[Oberon] Explaining Texts.

Jörg joerg.straube at iaeth.ch
Thu Jul 26 08:53:12 CEST 2018


Peter E.



If you implemented Text as ONE contiguous block in memory, then you would have to move a lot of memory around if you insert or delete text.

To overcome this: We introduce the idea of piece; a piece is a contiguous block of text (characters) in memory. A Text is a list of pieces.

So, if you read-in an ASCII text from a file, the Text consist (in the beginning) of only ONE piece; all the ASCII characters are contiguous in memory and represented by one piece.

Now, if you eg delete char 300 to 309 of that text, this one starting piece is spilt in two: first piece points to characters 1..299 the other piece points to 310..end. So, you deleted 10 characters without moving any memory around.



BTW: the two fields "pce" and "org" are not "pointers in a translation cache", they are the cache. This cache is a minor implementation detail (optimization) of "FindPiece" and not so important to understand the idea. When you want to find the 3256th character in the Text, you basically have to go through all pieces in the list one by one and add up the piece's length until the sum is larger than 3256. Then you found the piece, where the 3256th character is in.

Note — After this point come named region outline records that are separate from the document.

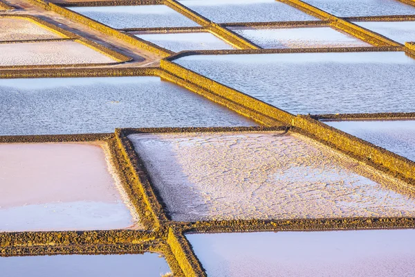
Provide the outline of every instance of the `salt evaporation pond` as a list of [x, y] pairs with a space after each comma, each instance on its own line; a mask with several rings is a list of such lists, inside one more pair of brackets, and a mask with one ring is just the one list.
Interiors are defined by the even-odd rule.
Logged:
[[290, 28], [232, 28], [234, 32], [264, 48], [367, 47], [366, 42], [329, 27]]
[[221, 50], [233, 49], [227, 44], [210, 33], [182, 33], [170, 34], [136, 35], [166, 49], [174, 52], [186, 50]]
[[0, 231], [140, 228], [107, 148], [0, 144]]
[[0, 41], [59, 38], [55, 33], [24, 18], [0, 18]]
[[415, 120], [345, 120], [324, 123], [415, 161]]
[[353, 23], [403, 44], [407, 42], [415, 42], [415, 21], [358, 21]]
[[116, 62], [76, 42], [0, 44], [0, 66], [107, 64]]
[[199, 26], [196, 22], [164, 5], [68, 8], [116, 29]]
[[415, 111], [403, 52], [194, 55], [174, 61], [293, 114]]
[[319, 20], [275, 0], [185, 0], [179, 2], [216, 23]]
[[210, 277], [409, 276], [414, 230], [188, 234]]
[[153, 277], [170, 272], [159, 254], [57, 255], [0, 257], [8, 277]]
[[307, 0], [338, 17], [415, 15], [415, 7], [397, 0]]
[[3, 135], [255, 125], [158, 77], [3, 79], [0, 102]]
[[415, 215], [400, 184], [298, 134], [129, 138], [173, 220]]

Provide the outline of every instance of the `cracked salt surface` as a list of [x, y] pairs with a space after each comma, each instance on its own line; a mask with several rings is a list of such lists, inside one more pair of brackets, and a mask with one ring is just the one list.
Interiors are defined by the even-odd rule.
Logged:
[[188, 234], [215, 276], [410, 276], [415, 230]]
[[319, 20], [275, 0], [186, 0], [179, 2], [216, 23]]
[[338, 17], [415, 15], [415, 7], [396, 0], [306, 0]]
[[194, 55], [175, 62], [293, 114], [415, 111], [400, 52]]
[[170, 269], [157, 253], [0, 257], [8, 277], [160, 276]]
[[297, 134], [131, 134], [172, 220], [415, 215], [400, 184]]
[[0, 66], [113, 62], [116, 61], [76, 42], [0, 44]]
[[140, 228], [105, 143], [0, 144], [0, 231]]
[[184, 33], [173, 34], [136, 35], [166, 49], [174, 52], [185, 50], [221, 50], [233, 49], [219, 37], [210, 33]]
[[344, 120], [324, 123], [415, 161], [415, 120]]
[[231, 30], [265, 48], [371, 46], [329, 27]]
[[192, 20], [164, 5], [72, 7], [68, 8], [116, 29], [199, 26]]
[[55, 33], [19, 18], [0, 18], [0, 41], [56, 39], [61, 37]]
[[415, 42], [415, 21], [358, 21], [353, 23], [403, 44], [407, 42]]
[[158, 77], [0, 80], [0, 134], [256, 124]]

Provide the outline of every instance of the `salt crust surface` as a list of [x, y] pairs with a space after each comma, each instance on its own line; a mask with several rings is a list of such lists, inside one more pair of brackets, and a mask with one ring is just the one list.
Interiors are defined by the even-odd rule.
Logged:
[[403, 44], [405, 44], [406, 42], [415, 42], [415, 21], [358, 21], [353, 23]]
[[3, 79], [0, 102], [0, 134], [3, 135], [257, 125], [158, 77]]
[[371, 46], [329, 27], [232, 30], [265, 48]]
[[164, 5], [73, 7], [69, 9], [116, 29], [199, 26]]
[[153, 277], [170, 271], [159, 254], [57, 255], [0, 257], [8, 277]]
[[210, 33], [136, 35], [137, 37], [174, 52], [185, 50], [233, 49]]
[[274, 0], [186, 0], [179, 2], [216, 23], [319, 20]]
[[293, 114], [415, 111], [403, 52], [194, 55], [174, 62]]
[[186, 235], [208, 276], [411, 276], [414, 230]]
[[415, 215], [391, 180], [299, 135], [129, 138], [174, 220]]
[[26, 19], [0, 18], [0, 41], [59, 38], [59, 35]]
[[75, 42], [0, 44], [0, 66], [104, 64], [116, 62]]
[[0, 144], [0, 231], [138, 227], [107, 148]]
[[415, 120], [345, 120], [324, 123], [415, 161]]
[[306, 0], [338, 17], [415, 15], [415, 7], [396, 0]]

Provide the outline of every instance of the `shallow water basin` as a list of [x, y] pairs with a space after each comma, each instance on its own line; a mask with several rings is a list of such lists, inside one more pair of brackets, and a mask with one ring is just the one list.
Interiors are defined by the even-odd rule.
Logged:
[[415, 120], [344, 120], [324, 123], [415, 161]]
[[256, 125], [158, 77], [3, 79], [0, 102], [3, 135]]
[[415, 7], [396, 0], [306, 0], [338, 17], [415, 15]]
[[140, 228], [104, 142], [0, 144], [0, 231]]
[[199, 26], [164, 5], [73, 7], [74, 12], [116, 29]]
[[185, 0], [179, 2], [216, 23], [319, 20], [275, 0]]
[[161, 276], [170, 272], [158, 254], [57, 255], [0, 257], [8, 277]]
[[415, 21], [358, 21], [353, 23], [403, 44], [407, 42], [415, 42]]
[[264, 48], [371, 46], [329, 27], [231, 29]]
[[194, 55], [174, 62], [292, 114], [415, 111], [403, 52]]
[[0, 18], [0, 30], [1, 42], [61, 37], [55, 33], [23, 18]]
[[414, 230], [188, 234], [214, 276], [409, 276]]
[[183, 33], [136, 35], [174, 52], [189, 50], [233, 49], [230, 45], [210, 33]]
[[129, 138], [173, 220], [415, 215], [413, 192], [298, 134]]

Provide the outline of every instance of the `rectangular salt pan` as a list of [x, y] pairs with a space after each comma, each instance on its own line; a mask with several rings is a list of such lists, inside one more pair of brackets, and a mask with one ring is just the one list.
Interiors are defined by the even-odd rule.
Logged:
[[157, 253], [0, 257], [8, 277], [160, 276], [170, 272]]
[[407, 42], [415, 42], [415, 21], [359, 21], [353, 23], [403, 44]]
[[292, 114], [415, 111], [402, 52], [195, 55], [175, 61]]
[[232, 30], [264, 48], [371, 46], [329, 27]]
[[179, 2], [216, 23], [319, 20], [275, 0], [186, 0]]
[[53, 32], [24, 18], [0, 17], [0, 41], [59, 38]]
[[140, 228], [107, 148], [0, 144], [0, 231]]
[[196, 22], [164, 5], [69, 8], [116, 29], [199, 26]]
[[0, 134], [255, 123], [158, 77], [0, 80]]
[[398, 183], [299, 135], [129, 138], [173, 220], [415, 215], [414, 196], [396, 192]]
[[338, 17], [415, 15], [415, 7], [398, 0], [306, 0]]
[[0, 66], [107, 64], [115, 60], [75, 42], [0, 44]]
[[414, 230], [190, 234], [210, 277], [409, 276]]
[[326, 121], [324, 123], [415, 161], [415, 120]]
[[210, 33], [136, 35], [174, 52], [189, 50], [233, 49], [233, 47]]

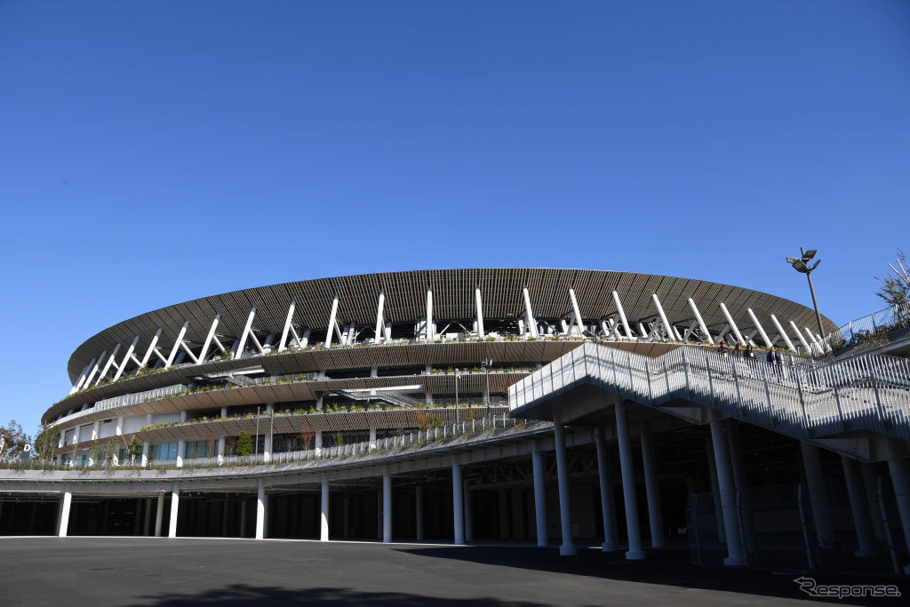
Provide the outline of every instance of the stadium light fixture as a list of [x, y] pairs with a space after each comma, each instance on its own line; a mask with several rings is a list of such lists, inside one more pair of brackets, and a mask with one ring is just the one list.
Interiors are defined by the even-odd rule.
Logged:
[[816, 268], [818, 268], [818, 264], [822, 263], [822, 260], [816, 259], [815, 263], [810, 267], [809, 263], [815, 257], [815, 254], [818, 253], [818, 250], [814, 248], [805, 250], [802, 247], [800, 247], [799, 250], [800, 257], [787, 258], [786, 261], [788, 264], [793, 266], [794, 270], [801, 274], [805, 274], [805, 278], [809, 279], [809, 292], [812, 293], [812, 304], [815, 307], [815, 320], [818, 321], [818, 334], [821, 335], [824, 339], [824, 325], [822, 324], [822, 314], [818, 311], [818, 299], [815, 298], [815, 288], [812, 284], [812, 273]]

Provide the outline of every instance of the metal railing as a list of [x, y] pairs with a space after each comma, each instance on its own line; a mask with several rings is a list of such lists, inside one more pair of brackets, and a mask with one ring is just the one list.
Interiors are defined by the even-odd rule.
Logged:
[[[901, 331], [901, 329], [907, 329]], [[891, 306], [873, 312], [860, 319], [851, 320], [836, 330], [829, 333], [821, 341], [810, 344], [813, 354], [824, 354], [844, 348], [851, 353], [857, 349], [869, 349], [886, 346], [893, 340], [895, 332], [899, 337], [910, 338], [910, 303]]]
[[510, 387], [509, 406], [585, 382], [652, 407], [687, 400], [797, 438], [868, 430], [910, 440], [910, 360], [887, 356], [813, 368], [689, 346], [650, 358], [584, 344]]

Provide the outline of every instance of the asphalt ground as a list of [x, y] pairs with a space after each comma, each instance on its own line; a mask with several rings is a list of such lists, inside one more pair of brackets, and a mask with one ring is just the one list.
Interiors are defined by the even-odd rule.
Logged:
[[[761, 605], [812, 601], [801, 573], [687, 562], [655, 551], [628, 562], [531, 546], [155, 538], [0, 538], [0, 605], [370, 604]], [[910, 581], [814, 575], [818, 583]]]

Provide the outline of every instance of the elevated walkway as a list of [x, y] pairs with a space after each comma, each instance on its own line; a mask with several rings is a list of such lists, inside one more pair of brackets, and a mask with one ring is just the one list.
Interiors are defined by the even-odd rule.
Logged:
[[[910, 441], [910, 360], [888, 356], [776, 366], [691, 346], [651, 358], [585, 343], [510, 387], [511, 414], [552, 420], [568, 406], [561, 396], [586, 384], [693, 423], [716, 412], [801, 440]], [[880, 459], [855, 442], [825, 446]]]

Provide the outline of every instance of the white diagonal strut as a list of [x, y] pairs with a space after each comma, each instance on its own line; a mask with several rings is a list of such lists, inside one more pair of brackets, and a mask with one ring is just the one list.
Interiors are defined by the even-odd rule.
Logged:
[[733, 334], [736, 336], [736, 339], [739, 339], [740, 343], [744, 346], [745, 339], [743, 339], [743, 334], [740, 333], [739, 327], [737, 327], [736, 323], [733, 322], [733, 317], [730, 316], [730, 310], [727, 309], [727, 307], [723, 301], [721, 302], [721, 311], [723, 312], [723, 316], [727, 319], [727, 323], [733, 329]]
[[763, 327], [762, 323], [758, 321], [758, 317], [755, 316], [755, 313], [752, 311], [751, 308], [746, 311], [749, 312], [749, 317], [752, 319], [752, 321], [755, 323], [755, 329], [758, 329], [758, 332], [762, 335], [762, 339], [764, 339], [764, 345], [771, 348], [773, 345], [771, 343], [771, 339], [768, 339], [768, 334], [764, 332], [764, 327]]
[[290, 332], [290, 323], [294, 319], [294, 309], [297, 308], [297, 302], [291, 301], [290, 306], [288, 308], [288, 318], [285, 319], [284, 329], [281, 329], [281, 340], [278, 341], [278, 351], [283, 352], [288, 347], [288, 334]]
[[483, 339], [483, 302], [480, 300], [480, 286], [474, 288], [474, 300], [477, 303], [477, 337]]
[[385, 332], [383, 328], [385, 323], [383, 322], [382, 309], [386, 305], [386, 294], [385, 291], [379, 291], [379, 302], [376, 307], [376, 338], [373, 339], [373, 343], [381, 343], [382, 334]]
[[88, 374], [88, 377], [86, 379], [86, 386], [88, 386], [90, 383], [92, 383], [92, 379], [95, 379], [95, 374], [98, 372], [98, 365], [101, 364], [101, 361], [104, 360], [104, 359], [105, 359], [106, 356], [107, 356], [107, 350], [104, 350], [103, 352], [101, 352], [101, 356], [99, 356], [97, 358], [95, 365], [92, 366], [91, 372]]
[[620, 313], [620, 319], [622, 320], [622, 329], [625, 329], [626, 337], [632, 339], [632, 328], [629, 327], [629, 320], [625, 318], [625, 309], [622, 309], [622, 302], [620, 301], [620, 296], [616, 291], [613, 291], [613, 303], [616, 304], [616, 311]]
[[183, 336], [187, 334], [187, 328], [189, 327], [189, 320], [183, 323], [183, 327], [180, 328], [180, 332], [177, 334], [177, 340], [174, 342], [174, 347], [171, 348], [170, 356], [165, 360], [165, 369], [170, 369], [170, 366], [174, 364], [174, 357], [177, 356], [177, 352], [180, 349], [180, 345], [183, 343]]
[[[575, 289], [569, 288], [569, 299], [571, 301], [571, 309], [575, 314], [575, 322], [578, 323], [578, 334], [584, 333], [584, 324], [581, 322], [581, 312], [578, 308], [578, 298], [575, 297]], [[569, 327], [569, 333], [571, 334], [571, 327]]]
[[[796, 331], [796, 337], [799, 339], [800, 342], [802, 342], [803, 347], [805, 348], [805, 351], [811, 354], [812, 353], [812, 349], [809, 348], [809, 343], [805, 340], [805, 338], [803, 337], [803, 333], [800, 332], [799, 328], [796, 326], [796, 323], [794, 322], [793, 320], [791, 320], [790, 321], [790, 326], [794, 328], [794, 331]], [[795, 350], [794, 350], [794, 351], [795, 351]]]
[[708, 343], [712, 346], [714, 345], [714, 340], [711, 337], [711, 331], [708, 330], [708, 326], [704, 324], [704, 319], [702, 318], [702, 313], [698, 311], [698, 308], [695, 306], [695, 302], [692, 298], [689, 298], [689, 307], [692, 308], [692, 313], [695, 315], [695, 319], [698, 320], [698, 326], [702, 329], [702, 332], [708, 339]]
[[247, 347], [247, 338], [249, 336], [249, 331], [253, 328], [253, 319], [256, 317], [256, 308], [249, 309], [249, 316], [247, 317], [247, 324], [243, 327], [243, 333], [240, 334], [240, 341], [237, 346], [237, 351], [234, 352], [234, 359], [239, 359], [243, 356], [243, 349]]
[[787, 348], [790, 349], [790, 351], [791, 352], [795, 352], [796, 351], [796, 348], [794, 346], [794, 342], [790, 341], [790, 336], [788, 336], [787, 332], [785, 330], [784, 330], [784, 327], [781, 326], [781, 323], [777, 319], [777, 317], [774, 316], [774, 314], [772, 314], [771, 315], [771, 321], [773, 323], [774, 323], [774, 327], [777, 327], [777, 332], [781, 334], [782, 338], [784, 338], [784, 342], [787, 345]]
[[206, 340], [202, 343], [202, 349], [199, 350], [199, 362], [205, 362], [206, 357], [208, 356], [208, 348], [212, 345], [212, 339], [215, 338], [215, 329], [217, 328], [220, 319], [221, 315], [216, 314], [215, 319], [212, 320], [212, 326], [208, 329], [208, 333], [206, 335]]
[[139, 343], [138, 335], [133, 338], [133, 343], [131, 343], [129, 348], [126, 349], [126, 353], [124, 355], [123, 360], [120, 362], [120, 366], [117, 367], [116, 373], [114, 374], [114, 381], [119, 379], [120, 376], [123, 375], [124, 370], [126, 369], [126, 363], [129, 362], [130, 358], [133, 356], [133, 351], [136, 350], [136, 344], [137, 343]]
[[332, 333], [335, 332], [335, 316], [339, 311], [339, 296], [332, 299], [332, 311], [329, 313], [329, 330], [326, 331], [326, 348], [332, 347]]
[[433, 324], [433, 289], [427, 289], [427, 342], [436, 339], [436, 325]]
[[654, 300], [654, 306], [657, 308], [657, 313], [661, 316], [661, 321], [663, 323], [663, 328], [667, 329], [667, 338], [671, 341], [679, 339], [679, 336], [673, 334], [673, 328], [670, 325], [670, 321], [667, 320], [667, 315], [663, 311], [663, 306], [661, 305], [661, 300], [657, 298], [657, 293], [652, 293], [651, 298]]
[[534, 312], [531, 309], [531, 295], [528, 293], [528, 288], [524, 287], [521, 293], [524, 295], [524, 318], [528, 323], [528, 330], [531, 332], [531, 337], [536, 339], [538, 337], [537, 320], [534, 319]]

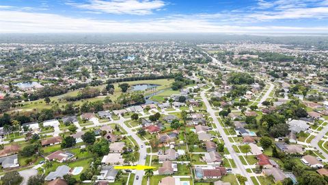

As it is very often the case that you move the cursor back and forth or up and down, it is handy not do the whole piece length summation again and again. So, Text has a cache of the last found position (org = 3256, and pce is the piece, where postion "org" is in). If you search for the piece where the 3260th character is in, you start from this cache instead from position 0 again.



br

Jörg



Am 26.07.18, 07:57 schrieb "Jörg" <joerg.straube at iaeth.ch>:



    Peter E.

    

    

    

    You have a "strange" approach: On one hand you want to understand high level things like concepts and abstractions and on the other hand you go down to low level things like memory used.

    

    In my whole career I was only interested in the nbr of bytes and internal element memory alignment rules when I wrote compilers.

    

    In my point of view, it's not too useful to understand Texts when you know how much memory a Piece occupies. This memory thingy heavily depends on the compiler not on the language and not on the module you want to understand.

    

    BTW: you always can find the nbr of bytes used by a type T by using  size := SYSTEM.SIZE(T);

    

    

    

    Before going down to this detail, it is more important to understand this model:

    

    https://en.wikipedia.org/wiki/Model–view–controller

    

    

    

    This basic mechanism of separating data from user interface is used by Texts (data model) and TextFrames (user interface).

    

    

    

    And you should read this documentation:

    

    https://www.inf.ethz.ch/personal/wirth/ProjectOberon/PO.System.pdf

    

    - Figure 2.2 gives you an view on how the kernel modules are layered.

    

    - Chapter 5 explains Texts and its piece editor in detail.

    

    

    

    br

    

    Jörg

    

    

    

    Am 26.07.18, 06:44 schrieb "oberon-bounces at lists.inf.ethz.ch im Auftrag von peter at easthope.ca" <oberon-bounces at lists.inf.ethz.ch im Auftrag von peter at easthope.ca>:

    

    

    

        Hi,

    

        

    

        For me, one the bigger difficulties in understanding the system is 

    

        from the multiple layers of abstraction. An intention in 

    

        https://en.wikibooks.org/wiki/Oberon#Oberon_Text  

    

        is to encapsulate abstractions concisely together.

    

         

    

        Understanding the relationship of an abstraction to something concrete 

    

        can also help.  Hence the "Memory Occupied" column in the tables.  Is 

    

        that information helpful or distracting or misleading?

    

        

    

        Thanks,                 ... Peter E.